Finding Your Brand Personality

When we connect with a brand, we feel an affinity to it that’s difficult to define. The most loved and trusted brands connect with their customers on a deeper level than their competitors, creating a persona that captures their imagination, tells a clear story, and appeals to both rational and emotional desires. Simply put, these brands seem familiar and make us feel valued.


Brands generate this attachment by tapping into universal patterns of behavior that humans understand instinctively, mirroring the personalities that we see in ourselves, our peers, in stories, art, and even religion. While we don’t immediately think of a specific archetype when we see a brand, our understanding of personalities is instinctive, so based on our unconscious perceptions, we’re able to decide which brands we want to connect with and which we want to avoid.

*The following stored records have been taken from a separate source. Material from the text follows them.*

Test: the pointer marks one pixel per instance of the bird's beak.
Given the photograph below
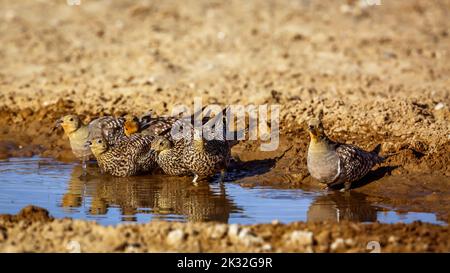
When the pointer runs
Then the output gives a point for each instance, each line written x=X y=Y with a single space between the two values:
x=57 y=124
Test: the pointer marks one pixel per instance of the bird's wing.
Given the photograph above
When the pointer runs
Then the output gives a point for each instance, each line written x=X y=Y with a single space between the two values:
x=155 y=126
x=110 y=128
x=355 y=162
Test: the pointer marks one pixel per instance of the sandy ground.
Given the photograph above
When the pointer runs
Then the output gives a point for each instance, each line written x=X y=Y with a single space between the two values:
x=380 y=74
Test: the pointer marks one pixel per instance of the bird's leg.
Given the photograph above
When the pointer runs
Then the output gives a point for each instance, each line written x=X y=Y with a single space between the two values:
x=347 y=186
x=194 y=181
x=84 y=167
x=222 y=175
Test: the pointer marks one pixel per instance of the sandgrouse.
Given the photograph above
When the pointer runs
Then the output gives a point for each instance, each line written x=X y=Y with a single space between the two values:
x=334 y=163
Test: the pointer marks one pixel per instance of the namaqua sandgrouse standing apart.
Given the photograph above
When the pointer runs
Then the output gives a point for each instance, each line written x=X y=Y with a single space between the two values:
x=334 y=163
x=133 y=155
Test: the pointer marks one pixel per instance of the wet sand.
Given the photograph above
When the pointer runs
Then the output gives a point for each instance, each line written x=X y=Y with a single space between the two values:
x=380 y=74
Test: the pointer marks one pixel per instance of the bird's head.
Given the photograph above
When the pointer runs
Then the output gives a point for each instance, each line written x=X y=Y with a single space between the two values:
x=316 y=130
x=161 y=144
x=98 y=145
x=131 y=124
x=70 y=123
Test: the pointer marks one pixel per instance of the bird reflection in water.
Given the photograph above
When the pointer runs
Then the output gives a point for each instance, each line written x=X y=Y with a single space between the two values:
x=337 y=206
x=162 y=196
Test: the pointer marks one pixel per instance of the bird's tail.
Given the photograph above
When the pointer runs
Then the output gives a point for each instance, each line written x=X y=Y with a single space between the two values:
x=376 y=154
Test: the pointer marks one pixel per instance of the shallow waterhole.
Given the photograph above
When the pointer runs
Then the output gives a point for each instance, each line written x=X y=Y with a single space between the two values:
x=61 y=189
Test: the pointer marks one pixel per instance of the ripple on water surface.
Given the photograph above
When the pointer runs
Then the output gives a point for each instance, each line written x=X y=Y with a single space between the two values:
x=60 y=188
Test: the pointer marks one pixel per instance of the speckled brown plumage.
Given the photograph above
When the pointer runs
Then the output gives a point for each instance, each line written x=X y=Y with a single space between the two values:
x=336 y=163
x=132 y=155
x=184 y=154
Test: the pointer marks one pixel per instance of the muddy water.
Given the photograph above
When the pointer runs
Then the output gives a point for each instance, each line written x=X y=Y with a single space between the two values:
x=60 y=188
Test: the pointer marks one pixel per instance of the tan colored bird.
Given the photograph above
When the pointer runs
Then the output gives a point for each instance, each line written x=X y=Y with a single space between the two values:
x=334 y=163
x=79 y=133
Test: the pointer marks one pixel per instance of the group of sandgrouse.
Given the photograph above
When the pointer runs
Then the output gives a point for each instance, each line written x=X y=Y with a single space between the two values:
x=128 y=145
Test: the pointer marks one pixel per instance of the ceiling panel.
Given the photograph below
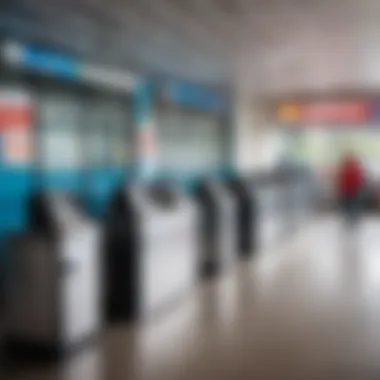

According to Harvard Professor Gerald Zaltman>, the vast majority (95%) of our purchasing decisions are made in the subconscious mind, so brands with a unique archetypal personality that connects them with customers have a huge advantage over the competition.

The 12 brand personalities

Psychologist Carl Jung theorized that humans use symbolism to understand complex concepts more easily. As a result of his research, Jung identified that brands fit into four key goals: Paradise, Impact, Belonging, and Stability. No matter which of these goals your company mission fits into, your brand will act as a pathway to achieving it. Brands do this by acting as a reflection of one of these 12 archetypes, connecting with people who exhibit the same.


Brand Personality Wheel




The Innocent

The Innocent brand archetype exhibits happiness, goodness, optimism, safety, and youth, valuing simplicity and authenticity. Innocent brands don’t want to offend or harm anyone, and often have an extremely positive outlook on life.

Example brands include: Whole Foods, Nintendo Wii, Dove

The Sage

Sage brands are committed to helping the world gain deeper insight and wisdom, serving as thoughtful mentor or advisor. This archetype is a trusted source of information and uses solid facts to back up statements.

Example brands include: Google, The New York Times, TED

The Explorer

The Explorer taps into their audience’s desire to discover new places, people, and worlds. These brands find inspiration in travel and the thrill of adventure, always looking for pathways to self-fulfillment.

Example brands include: Jeep, The North Face, NASA




The Rebel

The Rebel, or the Outlaw, questions authority and dislikes rules, always looking to break the status quo. Craving rebellion and revolution, Rebel brands might even go against societal norms out of pure boredom.

Example brands include: Virgin, Harley-Davidson, Diesel 

The Magician

The goal of the Magician brand is to create something special and dream-fulfilling for each customer. The Magician is seen as visionary and spiritual, focusing heavily on creativity and imagination.